New-Car Affordability Idles in September as Incomes Languish
October 19, 2016
The September 2016 Auto Buyer’s Affordability Index (ABAI) is 59.0—down from 59.2 in August. Both the light-vehicle average transaction price (ATP) and median household income (MHI) increased incrementally. However, the ABAI drifted downward as the average price increase ($173, 0.6 percent) outpaced the affordable price gain ($39, 0.2 percent). An ABAI of 59.0 indicates that a prudent, median-income household can only afford 59 percent of the new-car average price.
After rising rapidly in 2015, the affordability index has stalled at around 59 for most of 2016. The lack of improvement this year is largely due to a stagnant MHI—up only $92 since February. By comparison, the MHI rose $1,377 last year through September and $2,329 for all of 2015. Fortunately for consumers, prices have been relatively flat this year as well.

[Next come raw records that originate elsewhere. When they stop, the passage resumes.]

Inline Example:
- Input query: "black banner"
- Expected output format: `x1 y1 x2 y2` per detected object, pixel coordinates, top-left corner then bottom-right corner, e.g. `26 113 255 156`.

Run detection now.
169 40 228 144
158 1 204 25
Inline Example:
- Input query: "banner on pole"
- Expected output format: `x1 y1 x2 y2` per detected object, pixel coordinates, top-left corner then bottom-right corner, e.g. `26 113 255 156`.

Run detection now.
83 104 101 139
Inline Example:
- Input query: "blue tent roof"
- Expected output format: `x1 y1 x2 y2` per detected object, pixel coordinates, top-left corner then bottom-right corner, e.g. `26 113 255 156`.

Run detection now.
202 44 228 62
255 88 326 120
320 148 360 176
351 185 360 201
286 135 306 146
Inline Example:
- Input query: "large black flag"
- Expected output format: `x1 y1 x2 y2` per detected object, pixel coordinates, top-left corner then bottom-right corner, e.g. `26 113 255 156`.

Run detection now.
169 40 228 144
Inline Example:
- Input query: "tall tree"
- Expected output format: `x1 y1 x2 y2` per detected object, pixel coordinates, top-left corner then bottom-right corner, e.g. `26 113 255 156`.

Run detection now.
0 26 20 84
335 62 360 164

Buying power (affordable price change minus the ATP change) decreased $134 in September due to the ATP increase, further eroding gains from earlier this year. Buying power has increased by only $275 through the first nine months this year after gaining $2,003 in 2015. (See figure below.)
Price Pressure Continues
New-car prices remain under pressure due to plateauing new-car sales and an increase in the late-model used-car supply. However, these pressures have been somewhat muted by a continued, supportive auto finance environment.
New-car sales forecasts universally predict, at best, a minimal increase this year—the smallest gain since the great recession. Through September, year-to-date sales are up by only 48,000 units (0.4 percent). This comes after six years of growth in excess of 5 percent. With little overall growth to be had, incentives are on the rise as automakers push for additional market-share.

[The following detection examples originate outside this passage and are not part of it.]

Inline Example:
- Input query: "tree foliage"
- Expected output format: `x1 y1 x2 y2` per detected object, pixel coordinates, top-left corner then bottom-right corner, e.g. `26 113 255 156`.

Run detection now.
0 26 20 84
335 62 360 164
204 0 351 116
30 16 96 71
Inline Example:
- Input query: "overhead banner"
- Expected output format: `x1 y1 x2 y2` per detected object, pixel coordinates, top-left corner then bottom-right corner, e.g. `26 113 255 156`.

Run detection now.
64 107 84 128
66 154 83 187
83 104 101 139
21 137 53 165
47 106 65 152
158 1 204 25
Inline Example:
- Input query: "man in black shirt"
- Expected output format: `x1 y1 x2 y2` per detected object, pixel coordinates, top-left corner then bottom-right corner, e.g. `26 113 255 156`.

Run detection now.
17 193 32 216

In a forecast earlier this year, NADA Used Car Guide indicated that a significant increase in the supply of nearly new vehicles (+800,000) would likely lead to a decline in used car prices. According to the October NADA Used Car Guide, wholesale prices of vehicles up to eight years in age fell by 3.6% in September, the largest decline of the year. In addition, the Used Vehicle Price index fell to its lowest level since March 2011. Moderating used-car prices will continue to entice potential new-car buyers, putting additional pressure on new-car prices.
Fortunately for automakers, a favorable auto financing environment continues to mute the effects of price pressure—for now. The average monthly payment amount, loan term, and loan amount remain at record highs, and interest rates continue at record lows. However, some warning signs exist. For example, according to a new report from Fitch Ratings, U.S. auto loan and lease credit performance will likely continue to deteriorate throughout this year and into 2017.
Affordability Improvement Depends on Income Growth
Given the current state of new-car pricing, affordability should improve as incomes increase. However, income growth has been anemic thus far this year. The potential for near-term income improvement is uncertain, give the current, mixed U.S. economic outlook.
Regardless of the state of overall affordability, each new-car buyer can preserve her own financial health by first ensuring that the purchase is affordable. Requisite Press recommends that consumers apply the 20-4-10 auto financing rule (see below) to more easily assess the affordability of a new-car purchase. Consumers can verify affordability throughout the car-buying process with AffordCheck℠, a free online tool based on the 20-4-10 rule. AffordCheck℠ can be used to determine an affordable price range, and it can also be used to assess specific offers as they are received.
20-4-10 Auto Financing Rule
The 20-4-10 auto financing rule consists of a minimum 20 percent down payment, a maximum 4-year loan term, and monthly payments of no more than 10 percent of gross household income (including insurance). The rule is widely recommended by personal finance experts to maintain financial security, avoid excessive interest costs, and preserve future investment opportunities.
The affordable monthly payment (including principal and interest) is calculated by taking 10 percent of the U.S. monthly median household income and subtracting a U.S. average monthly insurance premium. The affordable price is then calculated using the affordable payment, along with a U.S. average 48-month auto loan interest rate and a U.S. average sales tax rate. A 20 percent down payment is assumed. The ABAI is calculated by dividing the affordable price by the average transaction price and then multiplying by 100.